Production in humans

Not all humans can produce (S)-equol after soy consumption.[9] The ability to do so depends on having certain strains of bacteria living within the intestine. Twenty-one different strains of intestinal bacteria cultured from humans have the ability to transform daidzein into (S)-equol or a related intermediate compound.[7] Several studies indicate that only 25 to 30 percent of the adult population of Western countries produces (S)-equol after eating soy foods containing isoflavones,[11][12][13][14] significantly lower than the reported 50 to 60 percent frequency of equol-producers in adults from Japan, Korea, or China.[15][16][17][18] Vegetarians are more capable of transforming daidzein in this substance too.[19] In research studies, the ability of a person to produce (S)-equol is determined with a standardized test in which the person, who has not had antibiotics for at least a month prior to testing, drinks two 240 milliliter glasses of soy milk or eats a soy food equivalent for three days followed by measurement of (S)-equol concentrations in their urine on the test's fourth day.[20] Seaweed and dairy consumption enhances the production of equol.[11]

Pharmacology

Estrogen receptor binding

(S)-Equol has about 2% of the affinity for the human estrogen receptor alpha (ERα) estrogen compared to estradiol. (S)-Equol has a stronger affinity for the human estrogen receptor beta (ERβ), yet this affinity is still just 20% that of estradiol. The preferential binding of (S)-equol to ERβ, compared to ERα and to that of estradiol, indicates the molecule may share some of the characteristics of a selective estrogen receptor modulator (SERM).[21]

Pharmacokinetics

(S)-Equol is a very stable molecule that essentially remains unchanged when digested, and this lack of further metabolism explains its very quick absorption and high bioavailability.[22] When (S)-equol is consumed, it is rapidly absorbed and achieves a Tmax (rate of peak plasma concentration) in two to three hours. In comparison, the Tmax of the daidzein is 4 to 10 hours because it occurs in a glycoside (with a glucose (sugar) side chain) form and the body must, in order to use daidzein, convert daidzein to its aglycone form (without the glucose side chain), achieved through removal of the sugar during digestion.

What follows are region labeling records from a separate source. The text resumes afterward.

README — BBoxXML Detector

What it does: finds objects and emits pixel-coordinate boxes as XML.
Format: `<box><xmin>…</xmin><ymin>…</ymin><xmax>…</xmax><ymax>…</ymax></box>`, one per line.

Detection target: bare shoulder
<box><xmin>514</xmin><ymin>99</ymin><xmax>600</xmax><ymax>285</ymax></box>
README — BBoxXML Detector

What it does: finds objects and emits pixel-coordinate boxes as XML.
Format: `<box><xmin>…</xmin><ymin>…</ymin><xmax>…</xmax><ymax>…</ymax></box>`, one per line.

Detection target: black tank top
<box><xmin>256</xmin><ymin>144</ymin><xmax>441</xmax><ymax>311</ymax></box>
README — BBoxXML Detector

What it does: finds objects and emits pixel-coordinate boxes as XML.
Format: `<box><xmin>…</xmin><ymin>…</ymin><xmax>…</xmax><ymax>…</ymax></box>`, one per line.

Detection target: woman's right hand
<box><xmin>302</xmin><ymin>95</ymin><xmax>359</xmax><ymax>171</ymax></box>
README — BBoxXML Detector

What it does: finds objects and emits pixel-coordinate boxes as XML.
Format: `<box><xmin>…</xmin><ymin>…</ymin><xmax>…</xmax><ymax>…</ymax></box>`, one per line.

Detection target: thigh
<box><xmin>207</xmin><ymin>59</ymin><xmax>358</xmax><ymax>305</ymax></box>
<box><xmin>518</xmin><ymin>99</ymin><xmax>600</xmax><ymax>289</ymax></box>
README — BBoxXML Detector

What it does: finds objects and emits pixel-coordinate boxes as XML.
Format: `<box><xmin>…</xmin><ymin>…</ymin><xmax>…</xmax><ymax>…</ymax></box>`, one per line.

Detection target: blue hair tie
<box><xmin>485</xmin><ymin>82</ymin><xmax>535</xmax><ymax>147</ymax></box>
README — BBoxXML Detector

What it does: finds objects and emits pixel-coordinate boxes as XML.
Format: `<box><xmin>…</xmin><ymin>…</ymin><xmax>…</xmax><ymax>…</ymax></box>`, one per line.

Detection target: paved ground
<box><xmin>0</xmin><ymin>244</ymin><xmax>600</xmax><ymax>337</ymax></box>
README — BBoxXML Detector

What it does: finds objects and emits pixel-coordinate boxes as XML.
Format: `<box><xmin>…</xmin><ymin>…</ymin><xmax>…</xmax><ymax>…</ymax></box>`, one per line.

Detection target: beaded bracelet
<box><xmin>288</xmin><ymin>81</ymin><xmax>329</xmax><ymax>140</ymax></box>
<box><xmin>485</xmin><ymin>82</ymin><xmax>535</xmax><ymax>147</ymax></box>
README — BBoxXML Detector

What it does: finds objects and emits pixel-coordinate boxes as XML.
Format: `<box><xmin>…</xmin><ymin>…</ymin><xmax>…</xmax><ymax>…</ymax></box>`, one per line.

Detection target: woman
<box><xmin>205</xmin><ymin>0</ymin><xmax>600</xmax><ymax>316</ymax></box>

If consumed directly in aglycone form, daidzein has a Tmax of one to three hours.[23] Also, the percent fractional elimination of (S)-equol in urine after oral administration is extremely high and, in some adults, can be close to 100 percent, which is far higher than the percent fractional eliminations of either daidzein (30 to 40 percent) or genistein (7 to 15 percent).[24]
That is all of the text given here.